Tidal volume also plays an important role in shaping oxygen delivery performance [6, 12, 13]. When tidal volume increased to 150 mL, oxygen concentrations declined at 5 L/min in both reservoir configurations, suggesting that inspiratory demand exceeded the reservoir’s replenishment rate under low-flow conditions. Increasing the oxygen flow to 10 L/min compensated for this effect and restored high oxygen levels, consistent with the principle that pediatric oxygen systems must match inspiratory flow demand to avoid dilution [8, 9]. These observations underscore the importance of balancing reservoir volume and flow rate when managing oxygen delivery for children with varying breathing mechanics.
Our results parallel the trends reported by Chiang et al., who demonstrated in human airway measurements that the SentriO Oxy™ maintained high intratracheal oxygen concentrations across diverse breathing patterns [14]. Their findings provide physiological support for the reservoir-based trends observed in our bench model and reinforce the potential value of this system in stabilizing oxygen delivery under variable pediatric respiratory conditions.

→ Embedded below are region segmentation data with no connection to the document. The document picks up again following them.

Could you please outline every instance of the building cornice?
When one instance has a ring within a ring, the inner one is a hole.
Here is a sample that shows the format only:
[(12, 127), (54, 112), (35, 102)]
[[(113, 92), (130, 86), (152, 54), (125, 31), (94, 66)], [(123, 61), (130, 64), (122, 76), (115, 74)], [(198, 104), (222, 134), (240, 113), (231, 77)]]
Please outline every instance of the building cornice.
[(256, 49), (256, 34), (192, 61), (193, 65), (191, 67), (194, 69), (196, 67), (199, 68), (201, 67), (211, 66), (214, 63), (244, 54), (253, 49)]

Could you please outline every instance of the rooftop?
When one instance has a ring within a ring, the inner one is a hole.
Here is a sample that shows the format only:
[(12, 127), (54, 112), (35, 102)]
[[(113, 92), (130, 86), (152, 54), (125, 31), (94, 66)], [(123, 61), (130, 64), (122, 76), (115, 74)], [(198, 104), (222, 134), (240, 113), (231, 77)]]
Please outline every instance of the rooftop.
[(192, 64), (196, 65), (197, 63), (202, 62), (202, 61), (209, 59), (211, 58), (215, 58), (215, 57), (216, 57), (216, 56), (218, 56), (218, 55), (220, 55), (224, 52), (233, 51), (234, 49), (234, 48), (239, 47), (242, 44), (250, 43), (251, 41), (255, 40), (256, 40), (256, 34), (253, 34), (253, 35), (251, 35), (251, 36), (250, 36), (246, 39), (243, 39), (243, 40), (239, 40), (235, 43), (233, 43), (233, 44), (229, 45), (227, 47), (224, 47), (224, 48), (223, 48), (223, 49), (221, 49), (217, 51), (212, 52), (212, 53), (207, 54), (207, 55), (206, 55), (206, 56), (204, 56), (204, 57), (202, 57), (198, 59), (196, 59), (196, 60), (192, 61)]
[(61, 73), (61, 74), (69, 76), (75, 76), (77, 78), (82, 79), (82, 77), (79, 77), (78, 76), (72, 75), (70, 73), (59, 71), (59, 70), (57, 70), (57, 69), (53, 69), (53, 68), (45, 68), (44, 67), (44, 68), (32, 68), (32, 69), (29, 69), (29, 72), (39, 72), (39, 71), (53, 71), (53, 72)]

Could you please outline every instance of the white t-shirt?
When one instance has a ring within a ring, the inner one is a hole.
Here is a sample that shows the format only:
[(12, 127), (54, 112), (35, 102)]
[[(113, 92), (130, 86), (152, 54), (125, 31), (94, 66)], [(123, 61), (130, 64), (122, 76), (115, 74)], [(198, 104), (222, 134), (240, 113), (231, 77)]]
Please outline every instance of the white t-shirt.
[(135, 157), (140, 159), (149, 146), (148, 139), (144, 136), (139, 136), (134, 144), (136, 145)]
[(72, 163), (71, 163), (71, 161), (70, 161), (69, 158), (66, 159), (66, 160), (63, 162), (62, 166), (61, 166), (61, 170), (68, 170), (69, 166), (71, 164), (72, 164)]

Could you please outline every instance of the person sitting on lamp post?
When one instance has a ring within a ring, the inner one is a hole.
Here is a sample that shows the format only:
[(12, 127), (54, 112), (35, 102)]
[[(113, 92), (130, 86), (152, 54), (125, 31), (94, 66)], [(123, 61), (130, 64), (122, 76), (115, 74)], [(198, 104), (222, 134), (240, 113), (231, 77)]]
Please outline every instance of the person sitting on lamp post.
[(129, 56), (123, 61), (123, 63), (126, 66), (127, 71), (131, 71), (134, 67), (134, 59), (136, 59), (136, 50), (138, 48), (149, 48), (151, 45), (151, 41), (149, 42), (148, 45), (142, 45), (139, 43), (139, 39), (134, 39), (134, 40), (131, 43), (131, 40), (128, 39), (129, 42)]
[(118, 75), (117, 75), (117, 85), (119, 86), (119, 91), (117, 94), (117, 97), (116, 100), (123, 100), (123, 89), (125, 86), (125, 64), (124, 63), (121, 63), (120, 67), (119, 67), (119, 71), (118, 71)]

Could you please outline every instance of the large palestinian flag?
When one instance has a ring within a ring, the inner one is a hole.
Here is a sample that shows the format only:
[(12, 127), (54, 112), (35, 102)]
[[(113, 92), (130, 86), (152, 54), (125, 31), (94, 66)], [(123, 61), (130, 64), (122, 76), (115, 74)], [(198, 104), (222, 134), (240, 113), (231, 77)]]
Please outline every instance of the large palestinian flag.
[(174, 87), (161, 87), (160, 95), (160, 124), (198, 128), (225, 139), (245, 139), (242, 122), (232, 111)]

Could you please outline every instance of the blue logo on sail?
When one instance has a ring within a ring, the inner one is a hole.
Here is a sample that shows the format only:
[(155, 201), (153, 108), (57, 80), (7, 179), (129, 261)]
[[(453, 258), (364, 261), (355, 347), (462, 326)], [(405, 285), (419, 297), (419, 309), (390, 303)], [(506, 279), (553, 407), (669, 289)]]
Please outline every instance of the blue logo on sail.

Altogether, these findings demonstrate that the SentriO Oxy™ can maintain high inspired oxygen concentrations across a range of pediatric breathing conditions, highlighting its potential clinical value while underscoring the need for further validation in real pediatric patients. Further clinical studies will be essential to confirm the device’s performance in actual pediatric care settings.
Limitations
This study has some limitations. First, the findings were derived from a bench simulation model, which, despite allowing precise control of respiratory parameters, cannot fully simulate real-life situations and reproduce the variability of pediatric breathing, including changes in inspiratory flow, airway resistance, or potential mask leakage [6, 7, 15, 16]. The assessment of patient acceptability and comfort with the SentriO Oxy™ requires further research. Second, oxygen concentration was the only measured outcome, and factors such as breathing effort, comfort, or interface tolerance were not evaluated. Even so, this simulation study provides important mechanistic insight into the performance of the SentriO Oxy™, and clinical investigations are needed to determine its effectiveness in real pediatric care.
Conclusions
In this bench simulation study, the SentriO Oxy™ system reliably sustains high inspired oxygen concentrations across a range of pediatric breathing conditions. These findings provide strong preliminary evidence supporting its use as an alternative oxygen-delivery strategy for infants and young children, warranting clinical evaluation to confirm its performance in pediatric care settings.